By: Eman Sahloul
This is going to sound pretty elementary when you think about it, but I felt the need to bring it up after my renewed experience with it: reading. Yes, we all know how important reading was when we were in grade school, how it’s developed our vocabulary, how it broadened our imagination. Reading though seems to be only associated with that time in our life, to open a book now seems like a waste of time and brain energy. With all of the reading and time required for school, it’s almost foolish to consider opening up yet another book for the sake of pleasure, rather than grades. I was a total bookworm before entering college, and it wasn’t until Spring break that I realized I haven’t opened a book outside of class in four years. I felt like my brain couldn’t possibly hold any more unnecessary information, let alone carve out the time to just sit there and read at my leisure.

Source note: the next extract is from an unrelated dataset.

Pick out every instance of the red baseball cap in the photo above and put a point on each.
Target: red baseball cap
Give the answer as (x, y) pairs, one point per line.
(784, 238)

This Spring break though I was convinced by some friends to read the new hit trilogy “Divergent” before the movie came out last week. I must say, it’s not the best book I’ve read but it’s definitely an entertaining thriller. Anyway, I made a habit of waking up at 7:00 a.m., reading for two hours, and then starting my day. To my surprise, I found several changes in my studying abilities. After doing some research, I realized that reading does multitudes more than the simple reasons we’re taught about in elementary.
First off, reading helps you focus! For you out there who can’t seem to put your phone down when studying for Orgo, listen up. I believe we’re so easily distracted, not only because of technology, but also by the simple fact that what we’re reading doesn’t hold our attention long enough. If we temporarily shift our reading to something that we actually enjoy, closing Facebook and Twitter for an hour or two will be that much easier. By allowing that time for intense focus, our brains are trained to remain that way regardless of what we’re reading.
Secondly, reading helps with your memory. When you read a book, you’re storing new information into your memory. I used to think this was a bad thing, but really we’re just giving our brains a little workout, which makes our memories actually stronger. With each new memory, new synapses are formed, keeping our memories sharp and focused.
There you have it. Apart from the obvious benefits of reading like expanding vocabulary and imagination, reading truly can have a strong impact on the way you perform in school. Start out small with a book you really think you can enjoy, put your phone down, get a cup of hot chocolate, and take an adventure.